El paralelismo entre Napoleón y Feraud es inevitable. Napoleón había perdido el duelo que, durante quince años, había sostenido con las monarquías europeas, y terminó exiliado —muerto en vida— en Santa Helena, un pedrusco perdido en medio del Atlántico. Feraud, por su parte, había perdido el duelo particular que, en el marco de aquel gran enfrentamiento continental, había mantenido con D’Hubert. Fuera del estado de guerra que había sido el hábitat natural para su belicoso carácter, expulsado del ejército y exiliado a una pequeña aldea en el centro de Francia, para Feraud la resolución del duelo no podía ser más humillante. La muerte para él hubiera sido, qué duda cabe, una opción más deseable, pero su vida ahora pertenecía a su rival, D’Hubert, y eso le atormentaría el resto de su torturada existencia.

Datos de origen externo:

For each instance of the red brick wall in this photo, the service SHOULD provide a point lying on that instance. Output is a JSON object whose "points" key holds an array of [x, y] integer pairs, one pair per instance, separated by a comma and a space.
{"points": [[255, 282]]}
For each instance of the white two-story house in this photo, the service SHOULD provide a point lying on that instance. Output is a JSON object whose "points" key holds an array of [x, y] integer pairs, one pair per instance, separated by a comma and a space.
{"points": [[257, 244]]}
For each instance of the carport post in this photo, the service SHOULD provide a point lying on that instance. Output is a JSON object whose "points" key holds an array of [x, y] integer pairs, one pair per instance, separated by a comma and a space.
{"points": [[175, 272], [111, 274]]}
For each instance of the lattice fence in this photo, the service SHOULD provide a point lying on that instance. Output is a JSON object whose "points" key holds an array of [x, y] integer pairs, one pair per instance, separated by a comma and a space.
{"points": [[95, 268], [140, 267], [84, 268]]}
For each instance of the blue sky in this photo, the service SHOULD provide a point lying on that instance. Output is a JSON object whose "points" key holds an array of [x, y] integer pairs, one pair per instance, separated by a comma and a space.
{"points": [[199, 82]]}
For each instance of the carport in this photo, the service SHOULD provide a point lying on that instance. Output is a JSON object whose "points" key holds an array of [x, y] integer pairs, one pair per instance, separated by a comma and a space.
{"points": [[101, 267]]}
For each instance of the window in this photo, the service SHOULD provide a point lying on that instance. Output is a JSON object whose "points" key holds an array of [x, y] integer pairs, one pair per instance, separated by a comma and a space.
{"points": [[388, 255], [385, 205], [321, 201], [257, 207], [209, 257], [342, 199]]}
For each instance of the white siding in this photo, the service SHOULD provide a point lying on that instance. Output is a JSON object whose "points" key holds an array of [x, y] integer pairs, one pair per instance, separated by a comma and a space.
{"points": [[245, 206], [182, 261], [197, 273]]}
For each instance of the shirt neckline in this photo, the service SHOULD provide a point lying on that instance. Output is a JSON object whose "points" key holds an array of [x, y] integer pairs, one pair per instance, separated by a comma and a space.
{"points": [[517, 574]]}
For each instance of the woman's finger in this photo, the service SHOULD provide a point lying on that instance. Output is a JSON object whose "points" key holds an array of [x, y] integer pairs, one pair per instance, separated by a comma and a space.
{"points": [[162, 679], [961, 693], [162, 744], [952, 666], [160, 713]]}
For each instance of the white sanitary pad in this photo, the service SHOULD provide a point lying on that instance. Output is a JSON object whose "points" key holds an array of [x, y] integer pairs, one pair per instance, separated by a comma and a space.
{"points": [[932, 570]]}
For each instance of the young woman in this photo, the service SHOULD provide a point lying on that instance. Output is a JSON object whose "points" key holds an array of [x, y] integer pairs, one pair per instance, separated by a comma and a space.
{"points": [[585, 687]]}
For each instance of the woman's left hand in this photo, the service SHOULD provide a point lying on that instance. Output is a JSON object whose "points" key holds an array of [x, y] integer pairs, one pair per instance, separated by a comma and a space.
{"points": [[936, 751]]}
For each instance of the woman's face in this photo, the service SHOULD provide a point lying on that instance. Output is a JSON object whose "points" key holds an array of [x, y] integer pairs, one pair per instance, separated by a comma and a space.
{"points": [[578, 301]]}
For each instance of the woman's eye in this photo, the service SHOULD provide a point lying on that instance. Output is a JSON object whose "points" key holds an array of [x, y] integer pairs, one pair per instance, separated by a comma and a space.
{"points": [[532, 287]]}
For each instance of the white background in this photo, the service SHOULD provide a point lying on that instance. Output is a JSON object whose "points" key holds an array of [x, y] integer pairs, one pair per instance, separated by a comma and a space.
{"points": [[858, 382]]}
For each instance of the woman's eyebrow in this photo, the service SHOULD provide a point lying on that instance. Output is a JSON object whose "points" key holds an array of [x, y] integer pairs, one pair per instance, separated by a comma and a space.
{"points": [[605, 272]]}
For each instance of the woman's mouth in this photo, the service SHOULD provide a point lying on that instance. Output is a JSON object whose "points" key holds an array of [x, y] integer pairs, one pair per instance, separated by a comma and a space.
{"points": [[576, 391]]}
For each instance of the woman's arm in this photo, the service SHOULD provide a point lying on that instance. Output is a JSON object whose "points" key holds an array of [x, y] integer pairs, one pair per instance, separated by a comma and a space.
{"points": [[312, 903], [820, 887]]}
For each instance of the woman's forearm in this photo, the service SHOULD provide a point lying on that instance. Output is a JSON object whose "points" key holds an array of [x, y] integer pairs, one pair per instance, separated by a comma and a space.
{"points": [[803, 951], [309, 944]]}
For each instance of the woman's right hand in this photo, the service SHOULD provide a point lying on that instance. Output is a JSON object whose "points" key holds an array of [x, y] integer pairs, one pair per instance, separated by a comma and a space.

Al parecer, el modelo en el que se basó Conrad para el inflexible Feraud no fue otro que aquel fervoroso bonapartista y canífago ocasional Mikołaj Bobrowski. Y a su tío abuelo debe también su fascinación (que no fanatismo) por la figura de Napoleón Bonaparte y la época que encarnaba. Las aventuras y desventuras que su tío abuelo le contó cuando era niño se convirtieron muchos años después en la chispa de su inspiración.

Ninguna de las obras de inspiración napoleónica forma parte del canon habitual de obras maestras que la tradición le atribuye a Joseph Conrad —entre las que se suelen citar El corazón de las tinieblas, Lord Jim, Nostromo o El agente secreto—, pero incluso en sus obras menores, Conrad nunca deja de ser un formidable escritor.